Нужно еще сказать, что Живаго, умирая, пытается открыть окно в душном вагоне по примеру, который дал ему когда-то Погоревших: «— Не закрыть ли нам окно? — спросил Юрий Андреевич […] — Лучше было бы не закрывать. Душно» (3, 159). Сложное родство между автором романа, Клинцовым-Погоревших и Юрием Живаго не допускает в этом мотиве никакого ценностного размежевания всех троих. Смерть снимает разделение на негативных и позитивных персонажей. Религиозному анархисту не хватает того же, что и анархисту-кинику (которому — в его кинизме — не случайно сопутствует собака[267]
), — воздуха. Анархический текст Пастернака сопротивляется стараниям однозначно идентифицировать смысл его героев.VI. От «Братьев Карамазовых» к «Доктору Живаго»
Черт с Карамазовым все говорит «пакости». А у меня это слово вымарывали в репликах Мефистофеля. А между тем я в своих «странностях» всегда подчиняюсь каким-то забытым примерам или преемственности, которую сам не сознаю.
1. «Братья Карамазовы» — текст за пределами литературного жанра
Роман Пастернака находится в той традиции большого христианского повествования, которую основал Достоевский в «Братьях Карамазовых», хотя и развивает ее по-своему. Эта традиция видна уже в названии пастернаковского романа.
Чтобы сравнить эти два текста, нам придется вначале постараться выявить некоторые, ускользнувшие от внимания исследователей или лишь бегло проанализированные ими, конститутивные особенности «Братьев Карамазовых». Мы покинем на время роман Пастернака.

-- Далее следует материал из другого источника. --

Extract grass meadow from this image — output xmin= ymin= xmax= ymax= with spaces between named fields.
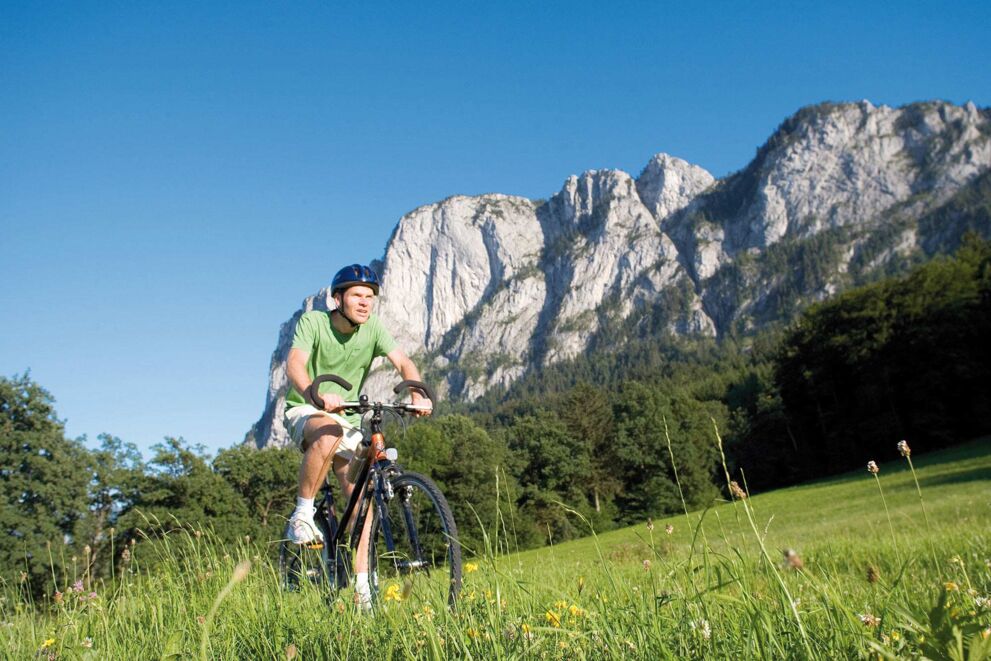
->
xmin=2 ymin=437 xmax=990 ymax=659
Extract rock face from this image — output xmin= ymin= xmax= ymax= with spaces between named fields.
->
xmin=246 ymin=100 xmax=991 ymax=448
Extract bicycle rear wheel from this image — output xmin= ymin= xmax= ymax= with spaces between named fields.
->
xmin=368 ymin=471 xmax=462 ymax=609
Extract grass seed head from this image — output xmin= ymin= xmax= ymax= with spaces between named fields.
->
xmin=665 ymin=524 xmax=674 ymax=535
xmin=867 ymin=460 xmax=879 ymax=474
xmin=859 ymin=613 xmax=881 ymax=628
xmin=729 ymin=481 xmax=747 ymax=500
xmin=866 ymin=565 xmax=880 ymax=583
xmin=782 ymin=549 xmax=804 ymax=570
xmin=897 ymin=440 xmax=911 ymax=457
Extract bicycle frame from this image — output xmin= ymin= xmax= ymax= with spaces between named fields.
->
xmin=314 ymin=398 xmax=408 ymax=588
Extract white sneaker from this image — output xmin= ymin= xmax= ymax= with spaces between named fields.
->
xmin=287 ymin=508 xmax=324 ymax=545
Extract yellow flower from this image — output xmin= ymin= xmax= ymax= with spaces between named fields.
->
xmin=520 ymin=623 xmax=531 ymax=634
xmin=464 ymin=562 xmax=478 ymax=573
xmin=891 ymin=630 xmax=900 ymax=641
xmin=41 ymin=639 xmax=55 ymax=649
xmin=467 ymin=628 xmax=479 ymax=639
xmin=945 ymin=581 xmax=960 ymax=592
xmin=568 ymin=604 xmax=586 ymax=618
xmin=545 ymin=610 xmax=561 ymax=627
xmin=384 ymin=584 xmax=403 ymax=602
xmin=554 ymin=599 xmax=569 ymax=610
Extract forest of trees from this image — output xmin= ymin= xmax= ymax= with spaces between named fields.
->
xmin=3 ymin=236 xmax=989 ymax=598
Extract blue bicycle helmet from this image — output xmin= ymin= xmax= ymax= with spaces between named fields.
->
xmin=331 ymin=264 xmax=381 ymax=296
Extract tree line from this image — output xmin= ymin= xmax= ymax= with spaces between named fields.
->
xmin=3 ymin=235 xmax=988 ymax=598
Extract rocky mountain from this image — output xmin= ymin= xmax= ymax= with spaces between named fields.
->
xmin=247 ymin=100 xmax=991 ymax=448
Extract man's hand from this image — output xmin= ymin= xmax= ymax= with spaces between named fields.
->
xmin=410 ymin=391 xmax=433 ymax=417
xmin=316 ymin=391 xmax=345 ymax=413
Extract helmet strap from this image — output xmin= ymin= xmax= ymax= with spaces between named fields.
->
xmin=332 ymin=292 xmax=359 ymax=331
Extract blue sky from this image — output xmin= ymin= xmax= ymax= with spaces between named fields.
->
xmin=2 ymin=1 xmax=989 ymax=456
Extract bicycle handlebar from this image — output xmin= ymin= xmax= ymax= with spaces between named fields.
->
xmin=307 ymin=373 xmax=436 ymax=414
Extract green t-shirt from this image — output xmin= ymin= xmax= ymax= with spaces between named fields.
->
xmin=285 ymin=310 xmax=398 ymax=426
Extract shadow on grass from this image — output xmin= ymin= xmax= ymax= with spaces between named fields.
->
xmin=917 ymin=465 xmax=991 ymax=488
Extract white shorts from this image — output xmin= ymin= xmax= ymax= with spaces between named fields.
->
xmin=284 ymin=404 xmax=363 ymax=460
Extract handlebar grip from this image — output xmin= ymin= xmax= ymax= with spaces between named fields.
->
xmin=308 ymin=374 xmax=354 ymax=410
xmin=393 ymin=379 xmax=436 ymax=405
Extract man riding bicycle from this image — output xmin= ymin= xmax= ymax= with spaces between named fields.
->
xmin=283 ymin=263 xmax=431 ymax=608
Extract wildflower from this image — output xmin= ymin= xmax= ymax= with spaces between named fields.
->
xmin=782 ymin=549 xmax=804 ymax=570
xmin=41 ymin=638 xmax=56 ymax=649
xmin=82 ymin=637 xmax=93 ymax=649
xmin=975 ymin=596 xmax=990 ymax=609
xmin=568 ymin=604 xmax=586 ymax=618
xmin=643 ymin=559 xmax=651 ymax=572
xmin=545 ymin=610 xmax=561 ymax=627
xmin=867 ymin=460 xmax=879 ymax=474
xmin=866 ymin=565 xmax=880 ymax=584
xmin=464 ymin=562 xmax=478 ymax=573
xmin=646 ymin=518 xmax=654 ymax=531
xmin=467 ymin=628 xmax=479 ymax=639
xmin=121 ymin=548 xmax=131 ymax=564
xmin=384 ymin=584 xmax=403 ymax=602
xmin=53 ymin=591 xmax=63 ymax=604
xmin=859 ymin=613 xmax=881 ymax=628
xmin=690 ymin=619 xmax=711 ymax=640
xmin=558 ymin=641 xmax=569 ymax=649
xmin=945 ymin=581 xmax=959 ymax=592
xmin=891 ymin=630 xmax=900 ymax=641
xmin=897 ymin=440 xmax=911 ymax=457
xmin=72 ymin=580 xmax=84 ymax=593
xmin=87 ymin=591 xmax=97 ymax=601
xmin=665 ymin=524 xmax=674 ymax=535
xmin=729 ymin=481 xmax=747 ymax=500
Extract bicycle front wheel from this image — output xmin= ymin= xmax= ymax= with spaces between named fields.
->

Намереваясь вести речь о том, что «Братья Карамазовы» — не литература, мы, с другой стороны, отнюдь не думаем, что этот текст принадлежит какому-то иному, чем литература, дискурсу исторического времени (пусть Достоевский и ставит в нем философские, юридические, исторические и теософские проблемы). Литература совершает в «Братьях Карамазовых» акт самоотрицания
. Достоевский не занимает метапозицию по отношению к художественному творчеству, не судит его извне. Он остается внутри него. И вместе с тем оно подвергается в «Братьях Карамазовых» последовательному разрушению. «Братья Карамазовы» созданы испытанным литератором, который не удовлетворен собой, завоеванным им художественным опытом. Процесс порождения последнего сочинения Достоевского можно представить себе как воссоздание автором неких, известных ему из его прежней практики, конститутивных для литературы свойств, подытоживаемое их негацией. По своему логическому содержанию эта негация не контрадикторна литературе, но контрарна ей. Иными словами, цель Достоевского не апофатическое умолчание о мире и Боге, но замена эстетически значимого высказывания на такое высказывание, которое так или иначе дезавуирует категорию эстетического[268].Литературоведы обычно игнорируют в их литературоцентризме нежелание позднего Достоевского быть только писателем (в «Братьях Карамазовых» оно сквозит особенно сильно, прорываясь на поверхность текста, в сценах суда над Митей, которого ложно обвиняет, по словам адвоката, прокурор-романист: «Обвинению понравился собственный роман…» (15,158)). Мы не задаемся здесь вопросом о том, когда именно начался отход Достоевского от литературы. Скорее всего, это был постепенный, нарастающий процесс разочарования в возможностях художественного слова, который нашел в «Братьях Карамазовых» (а также в «Дневнике писателя») свое завершение[269]
. Литературоведение, вовсе не подготовленное к адекватному восприятию того необычнейшего словесно-смыслового материала, которым снабжает его Достоевский, подгоняет «Братьев Карамазовых» под свою мерку, находя ее в каком-либо имеющемся в наличии художественном жанре, возводя их к жанровому образцу[270].Вяч. Иванов обнаружил парадигму позднего Достоевского в античной трагедии[271]
, не заметив того, что в «Братьях Карамазовых» народный (трагический) хор, представленный двенадцатью присяжными заседателями (а также публикой, комментирующей разбирательство, — ср.: 15, 176–177), заблуждается[272]. Текст Достоевского трагедийно катастрофичен, — повторим мы Вяч. Иванова, — но при этом серия катастроф достигает здесь своей высшей точки в катастрофе трагедии как таковой, ее истины, которую вешает в ней vox populi[273].